In 2012, for example, three Chinese firms – among them state-owned China Wu Yi – completed the construction of Thika Road; an eight lane, 50km highway linking Nairobi to Thika.
The massive expansion project was completed in about two years, without locking out motorists – a feat that resonated very well with Kenyans.
Meanwhile, Chinese firms – China Road and Bridge Corporation (CRBC), China Wu Yi, Shengli Engineering Construction Group and Synohydro Corporation – are working on the northern corridor road project that links Mombasa and Nairobi to Ethiopia and South Sudan.
Other road projects under the powerful hands of the Chinese include the Nairobi Southern bypass, Nairobi Eastern bypass, Nairobi Northern bypass, the dualing of Lang’ata Road, and the expansion of Outering Road among many others.

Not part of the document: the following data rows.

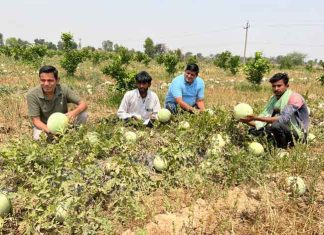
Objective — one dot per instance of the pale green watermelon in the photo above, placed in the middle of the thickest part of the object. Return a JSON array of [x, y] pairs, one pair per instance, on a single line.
[[5, 205], [57, 123], [242, 110], [164, 115]]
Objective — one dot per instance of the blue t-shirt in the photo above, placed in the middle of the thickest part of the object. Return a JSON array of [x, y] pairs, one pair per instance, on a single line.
[[190, 93]]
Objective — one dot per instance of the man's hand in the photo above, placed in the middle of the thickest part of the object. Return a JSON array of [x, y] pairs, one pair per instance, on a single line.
[[137, 117], [247, 119], [71, 115]]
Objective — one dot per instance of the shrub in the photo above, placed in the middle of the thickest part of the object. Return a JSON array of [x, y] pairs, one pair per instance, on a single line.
[[256, 67]]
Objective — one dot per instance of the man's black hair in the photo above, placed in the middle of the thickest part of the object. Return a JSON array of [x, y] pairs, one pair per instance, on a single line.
[[280, 76], [48, 69], [193, 68], [143, 77]]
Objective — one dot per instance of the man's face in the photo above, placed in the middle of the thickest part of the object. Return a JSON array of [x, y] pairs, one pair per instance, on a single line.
[[279, 88], [143, 86], [48, 82], [190, 76]]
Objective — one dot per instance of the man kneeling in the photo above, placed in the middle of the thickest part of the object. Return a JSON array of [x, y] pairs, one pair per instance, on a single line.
[[141, 103], [285, 116], [50, 97]]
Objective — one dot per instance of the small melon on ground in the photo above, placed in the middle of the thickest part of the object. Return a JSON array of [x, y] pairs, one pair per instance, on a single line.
[[210, 112], [256, 148], [283, 153], [184, 125], [296, 185], [57, 122], [164, 115], [242, 110], [5, 205], [311, 137], [130, 136], [159, 164], [92, 137]]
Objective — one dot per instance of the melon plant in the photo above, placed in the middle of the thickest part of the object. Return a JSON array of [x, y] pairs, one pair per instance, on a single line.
[[296, 185], [61, 213], [283, 153], [242, 110], [164, 115], [159, 164], [210, 112], [5, 205], [57, 123], [92, 137], [130, 136], [218, 140], [256, 148], [184, 125], [308, 109], [311, 137]]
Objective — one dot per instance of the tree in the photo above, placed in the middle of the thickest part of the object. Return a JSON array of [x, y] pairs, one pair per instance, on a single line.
[[321, 63], [222, 59], [107, 45], [160, 48], [149, 48], [49, 45], [61, 46], [226, 61], [256, 67], [71, 57], [12, 42], [1, 40]]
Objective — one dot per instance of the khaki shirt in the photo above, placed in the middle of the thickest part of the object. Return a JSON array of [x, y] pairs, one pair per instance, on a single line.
[[40, 106]]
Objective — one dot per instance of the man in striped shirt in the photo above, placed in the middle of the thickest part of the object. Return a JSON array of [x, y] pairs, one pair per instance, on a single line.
[[285, 116]]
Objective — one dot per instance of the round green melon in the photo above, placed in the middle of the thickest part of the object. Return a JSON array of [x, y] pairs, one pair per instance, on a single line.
[[210, 112], [218, 141], [5, 205], [57, 122], [61, 212], [242, 110], [184, 125], [283, 153], [92, 137], [164, 115], [256, 148], [159, 164], [296, 185], [311, 137], [130, 136]]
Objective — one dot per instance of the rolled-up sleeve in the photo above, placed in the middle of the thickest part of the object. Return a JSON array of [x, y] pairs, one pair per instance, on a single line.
[[33, 106], [122, 110], [156, 106], [287, 113]]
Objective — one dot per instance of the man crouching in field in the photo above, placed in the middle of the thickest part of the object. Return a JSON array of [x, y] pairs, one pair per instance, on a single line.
[[141, 103], [285, 116], [187, 91], [50, 97]]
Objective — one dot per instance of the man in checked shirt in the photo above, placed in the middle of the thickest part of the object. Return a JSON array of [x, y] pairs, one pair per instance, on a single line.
[[141, 103]]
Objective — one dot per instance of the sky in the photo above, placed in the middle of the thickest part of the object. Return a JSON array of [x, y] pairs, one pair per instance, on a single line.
[[277, 27]]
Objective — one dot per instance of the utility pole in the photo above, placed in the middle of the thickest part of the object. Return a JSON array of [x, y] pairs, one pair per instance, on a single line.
[[80, 45], [246, 31]]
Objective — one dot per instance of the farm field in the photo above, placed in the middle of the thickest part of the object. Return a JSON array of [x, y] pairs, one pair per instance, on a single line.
[[74, 186]]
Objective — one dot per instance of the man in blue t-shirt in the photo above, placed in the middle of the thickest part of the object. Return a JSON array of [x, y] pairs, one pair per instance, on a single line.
[[187, 91]]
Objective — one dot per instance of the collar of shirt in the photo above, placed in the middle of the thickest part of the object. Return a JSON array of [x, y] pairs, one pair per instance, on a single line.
[[187, 83], [57, 93], [145, 98]]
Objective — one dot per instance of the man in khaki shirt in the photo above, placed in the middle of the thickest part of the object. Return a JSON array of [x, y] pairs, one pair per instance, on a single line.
[[141, 103], [50, 97]]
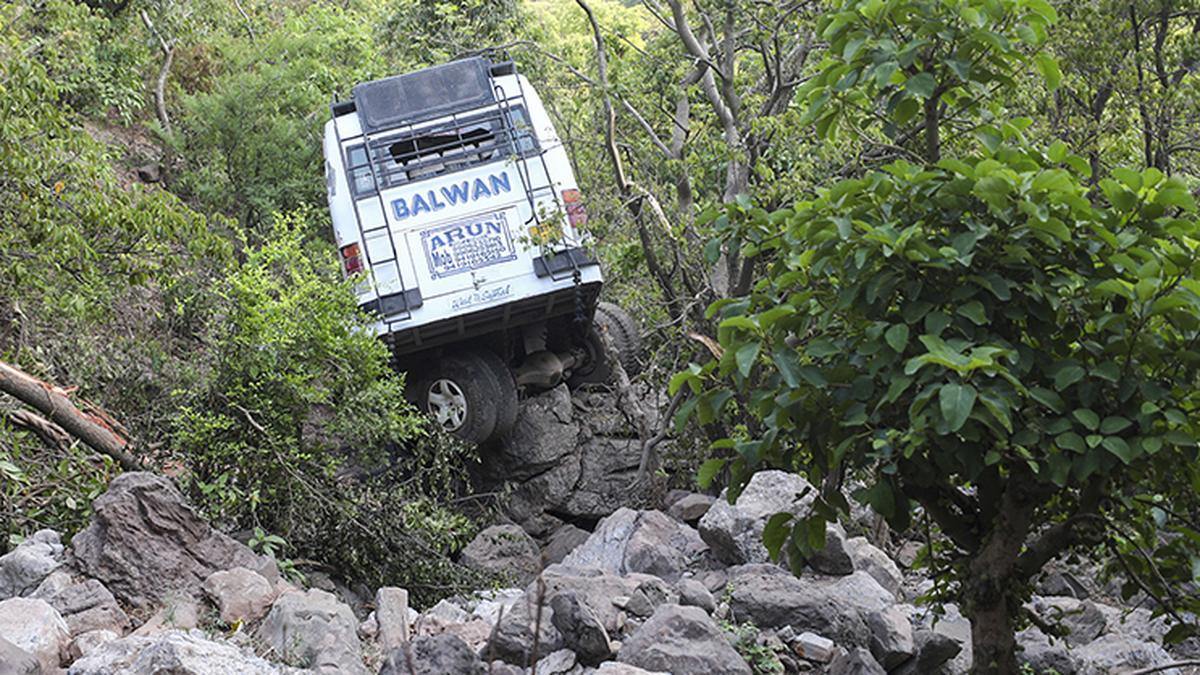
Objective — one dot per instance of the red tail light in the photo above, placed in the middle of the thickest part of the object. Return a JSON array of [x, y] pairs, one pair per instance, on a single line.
[[352, 260], [575, 213]]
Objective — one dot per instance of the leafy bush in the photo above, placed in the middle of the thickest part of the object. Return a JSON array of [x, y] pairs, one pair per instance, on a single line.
[[988, 340], [300, 400]]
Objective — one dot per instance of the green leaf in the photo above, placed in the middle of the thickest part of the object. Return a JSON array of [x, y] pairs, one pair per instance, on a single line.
[[957, 401], [1049, 69], [1119, 447], [897, 336], [747, 356], [1087, 418]]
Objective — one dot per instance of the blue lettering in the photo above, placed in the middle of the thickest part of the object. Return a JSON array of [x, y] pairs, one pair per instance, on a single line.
[[400, 207], [456, 192], [499, 180]]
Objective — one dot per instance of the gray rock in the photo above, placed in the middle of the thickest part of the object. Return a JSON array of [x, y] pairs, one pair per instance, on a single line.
[[1083, 619], [37, 628], [647, 542], [771, 597], [90, 607], [175, 652], [563, 541], [239, 593], [735, 531], [504, 550], [694, 593], [1114, 653], [556, 663], [391, 616], [313, 629], [682, 640], [856, 662], [833, 559], [438, 655], [892, 641], [875, 562], [691, 507], [23, 568], [581, 628], [145, 541], [16, 661]]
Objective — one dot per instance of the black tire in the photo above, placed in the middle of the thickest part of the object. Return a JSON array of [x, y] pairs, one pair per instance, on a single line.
[[622, 330], [629, 342], [471, 394]]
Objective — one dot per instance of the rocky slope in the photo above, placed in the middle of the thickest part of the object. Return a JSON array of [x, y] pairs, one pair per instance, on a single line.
[[149, 587]]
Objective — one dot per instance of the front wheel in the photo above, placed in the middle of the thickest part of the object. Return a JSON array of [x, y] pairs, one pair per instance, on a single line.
[[469, 394]]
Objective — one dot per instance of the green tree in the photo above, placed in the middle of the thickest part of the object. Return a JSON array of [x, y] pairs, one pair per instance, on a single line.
[[985, 341]]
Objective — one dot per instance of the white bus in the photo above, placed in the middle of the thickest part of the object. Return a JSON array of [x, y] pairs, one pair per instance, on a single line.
[[456, 209]]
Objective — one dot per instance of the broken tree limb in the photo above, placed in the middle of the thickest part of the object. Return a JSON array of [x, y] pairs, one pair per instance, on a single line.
[[58, 408]]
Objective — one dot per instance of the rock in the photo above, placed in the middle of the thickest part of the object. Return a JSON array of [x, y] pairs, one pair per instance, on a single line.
[[514, 635], [1063, 584], [90, 607], [145, 541], [391, 616], [313, 629], [37, 628], [239, 593], [562, 542], [691, 507], [1083, 620], [892, 641], [1115, 653], [814, 647], [87, 643], [856, 662], [581, 628], [934, 651], [875, 562], [438, 655], [682, 640], [504, 550], [694, 593], [617, 668], [16, 661], [735, 531], [833, 559], [23, 568], [556, 663], [640, 541], [837, 607], [175, 652]]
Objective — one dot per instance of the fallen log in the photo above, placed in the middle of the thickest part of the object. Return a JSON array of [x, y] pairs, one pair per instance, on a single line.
[[58, 408]]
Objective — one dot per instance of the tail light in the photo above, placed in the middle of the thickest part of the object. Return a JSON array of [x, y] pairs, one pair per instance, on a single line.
[[352, 260], [575, 213]]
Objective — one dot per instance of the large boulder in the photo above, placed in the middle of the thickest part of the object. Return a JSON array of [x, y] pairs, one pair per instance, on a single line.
[[437, 655], [145, 542], [240, 593], [175, 652], [837, 607], [647, 542], [23, 568], [313, 629], [37, 628], [504, 550], [89, 607], [735, 531], [682, 640]]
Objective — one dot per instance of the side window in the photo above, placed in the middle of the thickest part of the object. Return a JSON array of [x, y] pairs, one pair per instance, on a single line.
[[359, 171]]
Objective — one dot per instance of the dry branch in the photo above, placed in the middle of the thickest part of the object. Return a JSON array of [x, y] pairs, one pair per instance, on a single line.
[[58, 408]]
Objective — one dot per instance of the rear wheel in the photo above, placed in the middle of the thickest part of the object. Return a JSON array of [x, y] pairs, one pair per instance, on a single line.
[[469, 394]]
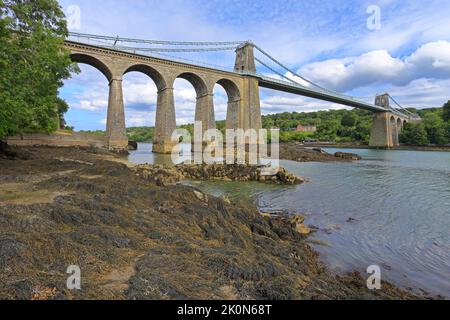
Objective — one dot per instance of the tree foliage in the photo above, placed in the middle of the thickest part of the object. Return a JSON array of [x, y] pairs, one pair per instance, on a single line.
[[33, 65], [446, 112]]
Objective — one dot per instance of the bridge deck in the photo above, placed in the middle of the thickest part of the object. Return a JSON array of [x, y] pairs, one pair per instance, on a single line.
[[265, 82]]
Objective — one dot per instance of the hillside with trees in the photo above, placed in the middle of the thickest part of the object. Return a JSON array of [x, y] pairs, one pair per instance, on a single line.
[[33, 66], [337, 126]]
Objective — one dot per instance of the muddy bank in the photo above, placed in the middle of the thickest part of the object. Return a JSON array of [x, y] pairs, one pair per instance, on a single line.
[[296, 152], [133, 239]]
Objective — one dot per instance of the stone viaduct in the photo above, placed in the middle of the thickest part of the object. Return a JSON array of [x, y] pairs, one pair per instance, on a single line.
[[241, 86]]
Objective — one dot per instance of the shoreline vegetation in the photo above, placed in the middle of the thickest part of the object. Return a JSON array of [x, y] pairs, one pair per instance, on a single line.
[[135, 238], [338, 128]]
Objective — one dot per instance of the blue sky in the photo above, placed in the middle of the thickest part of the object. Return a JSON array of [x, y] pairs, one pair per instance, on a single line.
[[328, 42]]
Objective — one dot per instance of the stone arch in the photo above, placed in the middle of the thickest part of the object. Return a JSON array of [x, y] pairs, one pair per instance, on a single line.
[[94, 62], [231, 89], [197, 82], [234, 98], [399, 125], [394, 131], [152, 73]]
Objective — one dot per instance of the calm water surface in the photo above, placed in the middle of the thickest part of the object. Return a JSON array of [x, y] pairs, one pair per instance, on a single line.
[[398, 202]]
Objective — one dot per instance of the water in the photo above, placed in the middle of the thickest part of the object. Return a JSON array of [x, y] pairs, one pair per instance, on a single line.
[[399, 203]]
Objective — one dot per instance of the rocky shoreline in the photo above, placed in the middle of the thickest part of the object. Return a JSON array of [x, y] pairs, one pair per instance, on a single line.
[[134, 238], [296, 152], [166, 175]]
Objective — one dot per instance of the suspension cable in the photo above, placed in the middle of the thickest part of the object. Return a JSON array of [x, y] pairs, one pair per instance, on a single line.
[[124, 48], [406, 110], [155, 42], [276, 72]]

Chinese contractors rely heavily on soil stabilization technology to deliver fast, durable and affordable roads. Soil stabilization, which involves the addition of chemicals to on-site materials, is a way of improving the weight bearing capabilities of sub-soils, sands, and other waste materials in order to strengthen road surfaces.
Soil stabilization technology mainly relies on large amounts of clay owing to its inherent binding properties. Cement, bitumen, lime, tar emulsions and asphalt can be used as binding agents for producing a road base, although some of these materials are not eco-friendly.
Soil stabilization creates hydrophobic surfaces that prevent road failure from water penetration or heavy frosts by inhibiting the ingress of water into the treated layer. This produces road surfaces that are much more durable than regular road surfaces.